Rather than intentionally deceiving traders, Chhabria speculates that Coinbase rolled out the platform before it was ready while facing tightening competition that could’ve harmed its business.
Steven Ragland, a San Francisco-based Keker, Van Nest & Peters attorney defending Coinbase, said the company’s duties to its customers is defined in its user agreement and trading rules. Chhabria interrupted to argue the company’s responsibility goes above and beyond those contracts. Since Coinbase created a platform where a market for a commodity is established and presides over its exchange, it has an obligation to be careful with users’ money regardless of its user agreement, he said.
“I think the special relationship Nasdaq or Coinbase has with people trading on platforms—there’s a duty to ensure the trading isn’t going to be a disaster,” Chhabria said.
To prove that Coinbase does not have a special relationship with investors, Ragland pointed to a class action lawsuit against Apple. U.S. District Judge Richard Seeborg dismissed negligence claims last May that Apple’s Powerbeats 2 headphones were not water- and sweat-resistant, as advertised. Seeborg said the claim would only work if Apple had a special relationship with its customers, a relationship that is only established when a product is marketed to a specific customer and not to the general public.
“It seems like the relationship between a trading floor and investors is different from Apple and the general consuming public,” Chhabria said, adding Coinbase targeted a class of investors and established a relationship of trust that seems absent in the Apple case.
Ragland also tried to distinguish Coinbase’s role in the bitcoin cash trading launch from Nasdaq’s handling of Facebook’s 2012 public offering. In 2015, Nasdaq bankrolled a $26.5 million settlement with the social media company over claims it bypassed state and federal laws by not revealing issues with its IPO technology. Unlike Nasdaq, Coinbase is not subject to securities claims, Ragland said. When asked what laws do govern bitcoin cash, a hard-fork variation of bitcoin software, he said the U.S. Securities and Exchange Commission has not given definitive guidance and that the legal jurisdiction is still in flux.
Arguing for mandatory arbitration, Erin Meyer of Keker Van Nest said that many investors’ claims of harm are covered under its user agreements and trading rules. For instance, users cited “massive slippage” of the bitcoin cash unit price as evidence of Coinbase’s negligence.
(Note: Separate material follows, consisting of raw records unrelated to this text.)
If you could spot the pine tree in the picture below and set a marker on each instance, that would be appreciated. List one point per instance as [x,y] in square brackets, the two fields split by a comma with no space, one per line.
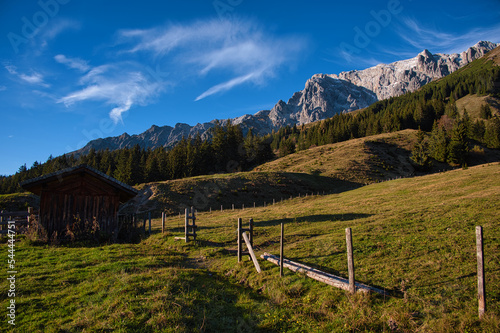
[420,152]
[458,148]
[438,143]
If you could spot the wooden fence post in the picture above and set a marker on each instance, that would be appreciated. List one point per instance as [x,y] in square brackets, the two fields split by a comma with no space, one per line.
[149,216]
[186,224]
[250,228]
[350,260]
[481,287]
[239,238]
[250,251]
[282,238]
[162,222]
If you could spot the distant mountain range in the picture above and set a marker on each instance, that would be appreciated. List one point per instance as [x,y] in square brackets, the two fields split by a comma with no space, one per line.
[323,96]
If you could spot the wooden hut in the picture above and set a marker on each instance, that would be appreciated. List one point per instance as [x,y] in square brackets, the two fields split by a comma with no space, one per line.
[79,198]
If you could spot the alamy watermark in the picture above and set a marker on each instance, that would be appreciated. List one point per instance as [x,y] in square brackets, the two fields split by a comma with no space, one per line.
[11,273]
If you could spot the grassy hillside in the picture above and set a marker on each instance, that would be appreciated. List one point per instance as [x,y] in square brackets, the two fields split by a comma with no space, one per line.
[365,160]
[413,237]
[241,189]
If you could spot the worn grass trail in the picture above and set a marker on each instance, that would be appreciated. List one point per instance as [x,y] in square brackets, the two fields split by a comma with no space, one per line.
[414,237]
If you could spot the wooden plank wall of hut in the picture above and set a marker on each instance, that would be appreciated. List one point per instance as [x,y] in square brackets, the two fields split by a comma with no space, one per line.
[59,210]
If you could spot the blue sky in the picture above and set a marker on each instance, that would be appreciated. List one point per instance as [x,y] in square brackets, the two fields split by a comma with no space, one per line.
[76,70]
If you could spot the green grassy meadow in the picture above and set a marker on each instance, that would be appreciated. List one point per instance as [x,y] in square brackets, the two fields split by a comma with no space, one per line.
[413,237]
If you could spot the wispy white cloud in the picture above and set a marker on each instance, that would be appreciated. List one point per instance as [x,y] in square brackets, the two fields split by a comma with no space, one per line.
[74,63]
[53,30]
[120,84]
[32,78]
[424,36]
[240,51]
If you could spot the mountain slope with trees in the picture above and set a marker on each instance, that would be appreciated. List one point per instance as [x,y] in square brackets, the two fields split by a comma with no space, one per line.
[433,108]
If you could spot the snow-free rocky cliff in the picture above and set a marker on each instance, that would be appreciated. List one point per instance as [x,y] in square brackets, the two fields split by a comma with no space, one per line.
[323,96]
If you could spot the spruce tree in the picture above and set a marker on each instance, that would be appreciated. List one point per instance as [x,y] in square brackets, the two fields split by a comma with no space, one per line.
[420,152]
[458,148]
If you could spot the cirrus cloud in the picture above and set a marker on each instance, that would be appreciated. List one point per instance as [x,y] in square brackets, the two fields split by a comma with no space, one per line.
[120,84]
[238,51]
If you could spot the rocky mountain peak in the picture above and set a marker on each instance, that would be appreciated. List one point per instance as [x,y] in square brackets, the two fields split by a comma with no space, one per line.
[323,96]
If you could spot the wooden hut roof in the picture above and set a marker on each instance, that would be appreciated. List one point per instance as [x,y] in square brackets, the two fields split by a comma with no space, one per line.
[36,185]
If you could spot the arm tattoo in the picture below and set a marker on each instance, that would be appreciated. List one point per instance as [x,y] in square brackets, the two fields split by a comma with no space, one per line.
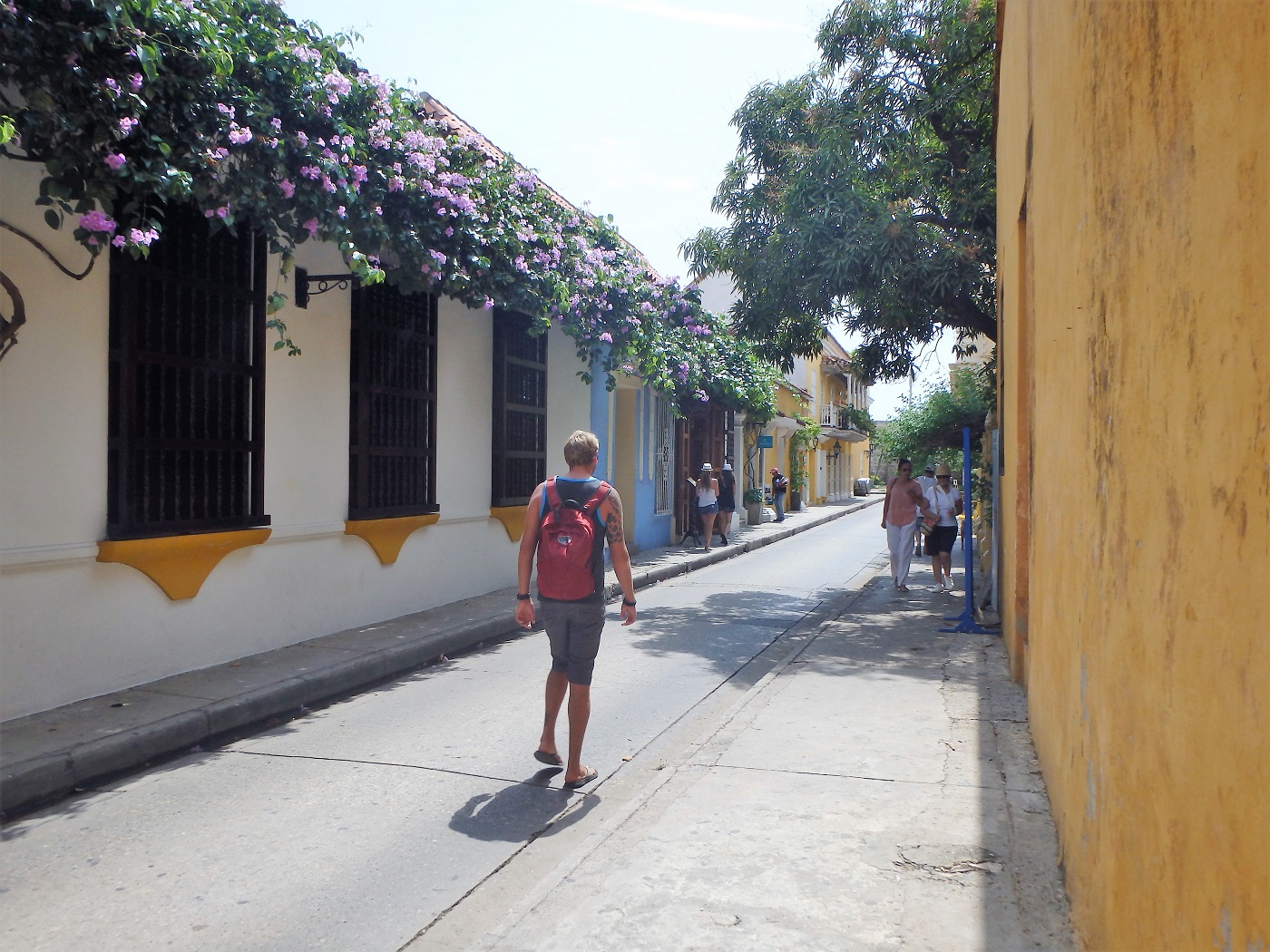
[613,523]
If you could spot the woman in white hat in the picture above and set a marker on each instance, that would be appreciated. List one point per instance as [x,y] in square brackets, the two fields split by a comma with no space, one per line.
[708,500]
[945,501]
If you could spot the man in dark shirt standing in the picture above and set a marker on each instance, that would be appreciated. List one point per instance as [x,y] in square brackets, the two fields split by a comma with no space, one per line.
[574,626]
[780,486]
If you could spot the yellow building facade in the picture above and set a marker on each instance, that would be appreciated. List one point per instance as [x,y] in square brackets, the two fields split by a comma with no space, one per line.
[1133,151]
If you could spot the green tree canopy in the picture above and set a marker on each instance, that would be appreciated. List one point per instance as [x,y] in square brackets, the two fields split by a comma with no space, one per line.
[264,123]
[865,190]
[930,427]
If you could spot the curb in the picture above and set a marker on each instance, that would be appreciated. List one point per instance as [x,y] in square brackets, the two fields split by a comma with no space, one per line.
[46,777]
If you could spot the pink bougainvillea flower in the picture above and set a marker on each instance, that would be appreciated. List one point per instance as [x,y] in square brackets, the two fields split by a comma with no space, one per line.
[98,221]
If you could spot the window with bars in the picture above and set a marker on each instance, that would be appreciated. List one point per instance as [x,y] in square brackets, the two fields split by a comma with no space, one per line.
[186,414]
[663,456]
[393,405]
[520,438]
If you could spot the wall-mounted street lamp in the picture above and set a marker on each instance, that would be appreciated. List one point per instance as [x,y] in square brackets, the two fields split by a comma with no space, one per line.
[324,282]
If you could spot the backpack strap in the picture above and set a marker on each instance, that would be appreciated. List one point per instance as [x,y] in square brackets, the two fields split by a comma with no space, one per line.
[552,495]
[597,498]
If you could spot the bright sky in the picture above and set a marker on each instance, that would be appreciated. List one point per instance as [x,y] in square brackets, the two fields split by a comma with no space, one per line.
[620,103]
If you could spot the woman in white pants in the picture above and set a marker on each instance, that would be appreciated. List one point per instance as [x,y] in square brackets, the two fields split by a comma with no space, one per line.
[899,518]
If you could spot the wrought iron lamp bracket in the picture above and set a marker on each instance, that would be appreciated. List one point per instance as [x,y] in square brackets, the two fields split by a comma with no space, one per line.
[324,282]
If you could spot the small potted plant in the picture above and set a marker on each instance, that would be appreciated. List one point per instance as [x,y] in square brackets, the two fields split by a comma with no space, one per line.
[753,500]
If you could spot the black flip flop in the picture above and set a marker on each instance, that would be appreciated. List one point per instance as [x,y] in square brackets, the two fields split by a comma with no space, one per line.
[581,781]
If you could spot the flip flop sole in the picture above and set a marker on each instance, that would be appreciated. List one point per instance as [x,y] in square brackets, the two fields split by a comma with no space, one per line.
[581,781]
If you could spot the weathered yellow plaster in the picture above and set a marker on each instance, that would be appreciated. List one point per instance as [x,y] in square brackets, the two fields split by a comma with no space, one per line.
[512,518]
[387,536]
[1133,202]
[178,564]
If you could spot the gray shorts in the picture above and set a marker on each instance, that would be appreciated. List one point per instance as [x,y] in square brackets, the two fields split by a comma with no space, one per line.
[573,628]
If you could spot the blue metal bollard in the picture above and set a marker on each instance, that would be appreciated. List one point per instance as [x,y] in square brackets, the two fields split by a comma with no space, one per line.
[965,624]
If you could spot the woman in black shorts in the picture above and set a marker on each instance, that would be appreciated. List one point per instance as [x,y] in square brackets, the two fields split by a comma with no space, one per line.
[945,501]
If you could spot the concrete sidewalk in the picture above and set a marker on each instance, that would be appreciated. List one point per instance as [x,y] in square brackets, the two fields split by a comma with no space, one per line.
[878,790]
[50,754]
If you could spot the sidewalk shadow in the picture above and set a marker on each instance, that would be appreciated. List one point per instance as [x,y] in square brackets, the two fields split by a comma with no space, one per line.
[518,812]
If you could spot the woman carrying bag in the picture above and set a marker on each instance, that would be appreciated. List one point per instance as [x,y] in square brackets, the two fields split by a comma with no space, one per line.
[899,518]
[708,501]
[945,501]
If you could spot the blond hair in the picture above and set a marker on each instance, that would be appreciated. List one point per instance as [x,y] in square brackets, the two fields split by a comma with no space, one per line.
[581,448]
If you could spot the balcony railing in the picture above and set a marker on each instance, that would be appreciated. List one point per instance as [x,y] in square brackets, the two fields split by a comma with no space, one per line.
[842,418]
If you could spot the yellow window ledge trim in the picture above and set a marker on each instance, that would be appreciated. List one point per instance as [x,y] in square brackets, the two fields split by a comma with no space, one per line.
[387,536]
[180,565]
[512,518]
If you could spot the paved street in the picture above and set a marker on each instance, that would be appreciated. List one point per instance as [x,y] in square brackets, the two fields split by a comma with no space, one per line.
[358,825]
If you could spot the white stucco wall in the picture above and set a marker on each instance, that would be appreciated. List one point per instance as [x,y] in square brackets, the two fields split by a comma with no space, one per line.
[72,627]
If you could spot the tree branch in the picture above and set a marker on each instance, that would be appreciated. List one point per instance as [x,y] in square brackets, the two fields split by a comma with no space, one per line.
[9,325]
[48,254]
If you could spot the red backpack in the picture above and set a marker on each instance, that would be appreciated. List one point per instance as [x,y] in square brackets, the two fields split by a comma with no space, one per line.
[565,539]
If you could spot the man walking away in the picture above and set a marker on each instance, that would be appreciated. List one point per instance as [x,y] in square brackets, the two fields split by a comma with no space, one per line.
[778,488]
[565,526]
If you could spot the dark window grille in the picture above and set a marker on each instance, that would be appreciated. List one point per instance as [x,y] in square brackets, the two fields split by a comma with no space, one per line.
[520,438]
[393,405]
[186,416]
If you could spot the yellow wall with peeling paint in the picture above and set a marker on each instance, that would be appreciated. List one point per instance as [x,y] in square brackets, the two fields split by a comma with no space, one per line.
[1134,277]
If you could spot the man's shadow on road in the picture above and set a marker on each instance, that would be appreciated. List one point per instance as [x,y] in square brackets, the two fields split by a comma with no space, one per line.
[521,811]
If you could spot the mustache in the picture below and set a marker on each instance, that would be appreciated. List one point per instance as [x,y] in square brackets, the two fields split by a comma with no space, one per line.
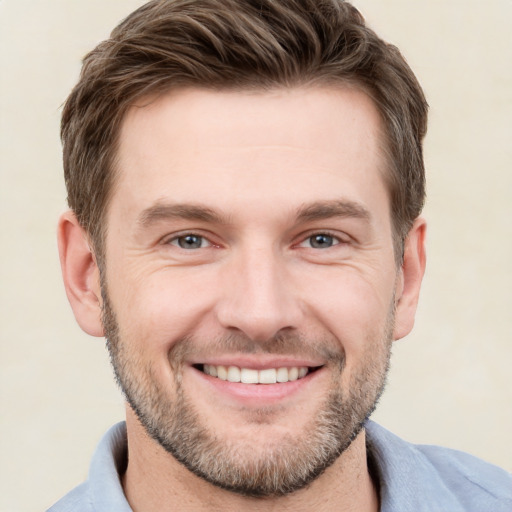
[327,348]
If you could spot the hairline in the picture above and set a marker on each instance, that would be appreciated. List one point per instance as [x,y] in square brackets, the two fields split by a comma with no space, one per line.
[145,98]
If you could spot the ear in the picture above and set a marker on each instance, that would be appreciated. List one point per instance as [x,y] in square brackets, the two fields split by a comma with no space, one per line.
[409,279]
[80,273]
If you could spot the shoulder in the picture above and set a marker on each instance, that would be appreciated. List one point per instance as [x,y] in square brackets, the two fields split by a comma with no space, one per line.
[472,478]
[77,500]
[102,491]
[421,477]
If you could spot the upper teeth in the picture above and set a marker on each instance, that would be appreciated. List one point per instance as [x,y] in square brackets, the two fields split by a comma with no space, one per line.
[250,376]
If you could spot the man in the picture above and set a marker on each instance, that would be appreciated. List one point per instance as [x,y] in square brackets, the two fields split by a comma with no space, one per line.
[245,181]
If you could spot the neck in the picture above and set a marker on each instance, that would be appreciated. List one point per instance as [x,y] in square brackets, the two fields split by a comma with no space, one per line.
[154,480]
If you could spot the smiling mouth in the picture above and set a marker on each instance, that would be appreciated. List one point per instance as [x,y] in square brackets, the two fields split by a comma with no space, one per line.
[252,376]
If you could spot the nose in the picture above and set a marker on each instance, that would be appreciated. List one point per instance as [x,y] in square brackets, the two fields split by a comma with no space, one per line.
[259,298]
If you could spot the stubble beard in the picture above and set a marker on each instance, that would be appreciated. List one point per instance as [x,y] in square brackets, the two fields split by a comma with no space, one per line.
[258,469]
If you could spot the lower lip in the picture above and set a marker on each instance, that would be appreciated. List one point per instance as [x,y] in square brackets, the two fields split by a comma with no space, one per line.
[258,394]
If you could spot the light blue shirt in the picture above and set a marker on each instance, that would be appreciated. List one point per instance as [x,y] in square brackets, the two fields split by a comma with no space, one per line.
[412,478]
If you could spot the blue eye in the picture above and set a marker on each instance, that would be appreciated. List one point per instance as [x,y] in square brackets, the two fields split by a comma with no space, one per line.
[190,241]
[322,241]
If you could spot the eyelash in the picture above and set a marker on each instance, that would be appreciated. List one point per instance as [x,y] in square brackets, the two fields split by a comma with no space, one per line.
[175,240]
[337,240]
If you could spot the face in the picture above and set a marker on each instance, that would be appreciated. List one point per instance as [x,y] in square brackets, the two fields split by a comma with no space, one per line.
[249,291]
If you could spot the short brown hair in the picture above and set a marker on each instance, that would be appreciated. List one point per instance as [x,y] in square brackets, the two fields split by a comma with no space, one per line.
[237,44]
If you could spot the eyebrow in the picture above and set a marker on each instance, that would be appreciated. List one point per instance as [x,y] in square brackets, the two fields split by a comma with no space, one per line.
[309,212]
[162,212]
[335,208]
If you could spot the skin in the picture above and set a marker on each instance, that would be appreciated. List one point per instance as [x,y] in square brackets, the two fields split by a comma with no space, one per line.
[257,161]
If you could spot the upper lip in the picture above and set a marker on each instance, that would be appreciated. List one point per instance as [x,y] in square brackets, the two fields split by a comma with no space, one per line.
[259,363]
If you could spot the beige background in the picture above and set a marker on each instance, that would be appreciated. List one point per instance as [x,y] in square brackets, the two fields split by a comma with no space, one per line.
[450,381]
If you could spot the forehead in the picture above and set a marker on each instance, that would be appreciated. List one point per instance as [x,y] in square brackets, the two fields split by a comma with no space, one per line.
[243,148]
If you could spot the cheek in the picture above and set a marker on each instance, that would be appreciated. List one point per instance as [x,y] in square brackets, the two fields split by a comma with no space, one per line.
[355,308]
[158,309]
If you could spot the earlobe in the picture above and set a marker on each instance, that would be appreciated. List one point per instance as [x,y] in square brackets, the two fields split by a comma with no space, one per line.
[409,279]
[80,273]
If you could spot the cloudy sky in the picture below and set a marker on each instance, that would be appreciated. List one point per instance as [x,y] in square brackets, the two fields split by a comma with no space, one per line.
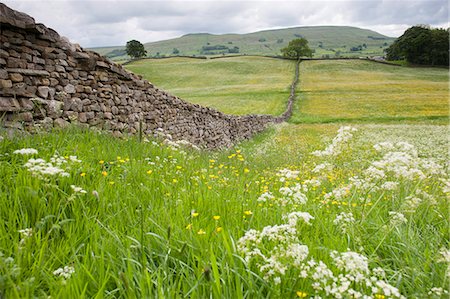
[109,22]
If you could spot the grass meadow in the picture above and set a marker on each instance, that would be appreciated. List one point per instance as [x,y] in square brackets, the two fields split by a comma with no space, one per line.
[235,85]
[362,91]
[303,210]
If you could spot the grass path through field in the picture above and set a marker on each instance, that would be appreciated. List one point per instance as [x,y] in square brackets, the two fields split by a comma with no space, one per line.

Meyer says “significant slippage” is covered in the contracts users sign, which also bind traders to mandatory arbitration.
“This is a contract claim dressed up like a tort claim,” Meyer said.
Chhabria said the inflated prices were not just due to slippage. “The slippage concept is assuming a fair and orderly market, and you might not get the price you agreed to because of slippage,” he said. “This is setting up a market that is dysfunctional and will not allow for orderly trading.”